Microorganisms of genus Trichoderma as phytohormone promoters and pathogen suppressors





Alternaria, Fusarium, Helminthosporium, plant growth regulators


Chemical products applied indiscriminately in agriculture have caused serious imbalances to the environment; thus, there is a need to use sustainable tools such as bioinoculants. Five strains of Trichoderma spp. were evaluated as producers of organic acids, auxins and gibberellins, as well as the radial growth inhibition percentage (RGIP) and its antagonistic capacity against plant pathogens such as Fusarium oxysporum, Alternaria spp. and Helminthosporium spp. Results showed that all strains segregated organic acids and the maximum production was attained at 72 hours; TJ7 (143.46 mm), TJ3 (138.07 mm), TM (130.71 mm), TB (126.88 mm) and TF (109.48 mm). All of them synthetized auxins and gibberellins. TF showed a higher production of the first ones (35.3 μg∙mL-1), and no statistical differences were found on the second ones (P≥0.05).
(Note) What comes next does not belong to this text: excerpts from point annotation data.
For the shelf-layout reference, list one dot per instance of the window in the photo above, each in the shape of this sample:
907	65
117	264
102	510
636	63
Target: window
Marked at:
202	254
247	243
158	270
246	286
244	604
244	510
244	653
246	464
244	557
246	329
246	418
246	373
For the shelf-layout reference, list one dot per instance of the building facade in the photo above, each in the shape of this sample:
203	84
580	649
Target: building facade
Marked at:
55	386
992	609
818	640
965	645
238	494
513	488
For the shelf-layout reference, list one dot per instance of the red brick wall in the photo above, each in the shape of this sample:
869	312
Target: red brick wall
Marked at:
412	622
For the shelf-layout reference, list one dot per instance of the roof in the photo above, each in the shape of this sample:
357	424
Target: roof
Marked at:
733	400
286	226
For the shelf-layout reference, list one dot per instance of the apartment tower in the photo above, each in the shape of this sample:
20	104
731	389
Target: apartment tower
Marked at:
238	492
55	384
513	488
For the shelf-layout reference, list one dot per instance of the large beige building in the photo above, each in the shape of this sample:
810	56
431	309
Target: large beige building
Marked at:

The highest value of RGIP against Fusarium oxysporum was obtained on TB (83.3 %) and TJ3 (81.5 %), all descending values against Alternaria spp, were in the following order: TB (87.7 %), TJ3 (87.6 %), TJ7 (87.2 %), TF (87.0 %) and TM (86.7 %) while TJ3 reached the highest value (76.6 %) against Helminthosporium spp. The evaluated strains showed class 1 and 2 of antagonistic capacity against plant pathogens (values 1.0 to 2.0) according to the scale of Bell et al. (1982), showing that they have the potential to be tested under greenhouse or open field conditions as biological control agents and/or plant growth promoters, their combination could play a promising role as a biotechnological product and a sustainable tool in agricultural areas of Northern Mexico.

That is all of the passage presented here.